Wikidata is the new, large-scale knowledge base of the Wikimedia Foundation which can be edited by anyone. Its knowledge is increasingly used within Wikipedia as well as in all kinds of information systems, which imposes high demands on its integrity. Nevertheless, Wikidata frequently gets vandalized, exposing all its users to the risk of spreading vandalized and falsified information.
Given a Wikidata revision, compute a vandalism score denoting the likelihood of this revision being vandalism (or similarly damaging).
The three best-performing approaches submitted by eligible participants as per the performance measures used for this task will receive the following awards, kindly sponsored by Adobe Systems, Inc.:
Furthermore, Wikimedia Germany supports the transfer of the scientific insights gained in this task by inviting the eligible participants who submitted the best-performing approaches to visit them for a couple of days in order to work together on planning a potential integration of the approach into Wikidata.
The goal of the vandalism detection task is to detect vandalism nearly in real time as soon as it happens. Hence, the following rules apply:
To develop your software, we provide you with a training corpus that consists of Wikidata revisions and whether they are considered vandalism.
The Wikidata Vandalism Corpus 2016 contains revisions of the knowledge base Wikidata. The corpus comprises manual revisions only, while all revisions by official bots were filtered out. For each revision, we provide the information whether it is considered vandalism (ROLLBACK_REVERTED) or not. Unlike the Wikidata dumps, revisions are ordered chronologically by REVISION_ID (i.e., in the order they arrived at Wikidata). For training, we provide data until February 29, 2016. The evaluation will be conducted on later data.
The provided training data consists of 23 files in total. You can check their validty via their md5 checksums.
Name | Types | Description |
---|---|---|
REVISION_ID | Integer | The Wikidata revision id |
REVISION_SESSION_ID | Integer | The Wikidata revision id of the first revision in this session |
USER_COUNTRY_CODE | String | Country code for IP address (only available for unregistered users) |
USER_CONTINENT_CODE | String | Continent code for IP address (only available for unregistered users) |
USER_TIME_ZONE | String | Time zone for IP address (only available for unregistered users) |
USER_REGION_CODE | String | Region code for IP address (only available for unregistered users) |
USER_CITY_NAME | String | City name for IP address (only available for unregistered users) |
USER_COUNTY_NAME | String | County name for IP address (only available for unregistered users) |
REVISION_TAGS | List<String> | The Wikidata revision tags |
Name | Types | Description |
---|---|---|
REVISION_ID | Integer | The Wikidata revision id |
ROLLBACK_REVERTED | Boolean | Whether this revision was reverted via the rollback feature |
UNDO_RESTORE_REVERTED | Boolean | Whether this revision was reverted via the undo/restore feature |
The ROLLBACK_REVERTED field encodes the official ground truth for this competition. The UNDO_RESTORE_REVERTED field serves informational purposes only.
The truth file will only be available for the training dataset but not for test datasets.

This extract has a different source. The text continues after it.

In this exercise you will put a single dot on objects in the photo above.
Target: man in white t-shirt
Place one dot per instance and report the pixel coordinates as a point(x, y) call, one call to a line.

The corpus can be processed, for example, with Wikidata Toolkit.
For validating your software, we provide you with a validation dataset that encompasses the two months succeeding the training dataset. The provided validation data consists of 3 files and you can check their validty via their md5 checksums.
For the final evaluation of submissions, we used the two months of data succeeding the validation dataset. The data was not publicly released until after the submission deadline. The test data consists of 3 files and you can check their validty via their md5 checksums.
For each Wikidata revision in the test corpus, your software shall output a vandalism score in the range [0,1]. The output shall be formatted as a CSV file in the format RFC4180 and consist of two columns: The first column denotes Wikidata's revision id as an integer and the second column denotes the vandalism score as a float32. Here are a few example rows:
Revision Id | Vandalism Score |
---|---|
123 | 0.95 |
124 | 0.30 |
125 | 12.e-5 |
For determining the winner, we use ROC-AUC as primary evaluation measure.
For informational purposes, we might compute further evaluation measures such as PR-AUC and the runtime of the software.
Once you finished tuning your approach to achieve satisfying performance on the training corpus, you should run your software on the test corpus.
During the competition, the test corpus will not be released publicly. Instead, we ask you to submit your software for evaluation at our site as described below.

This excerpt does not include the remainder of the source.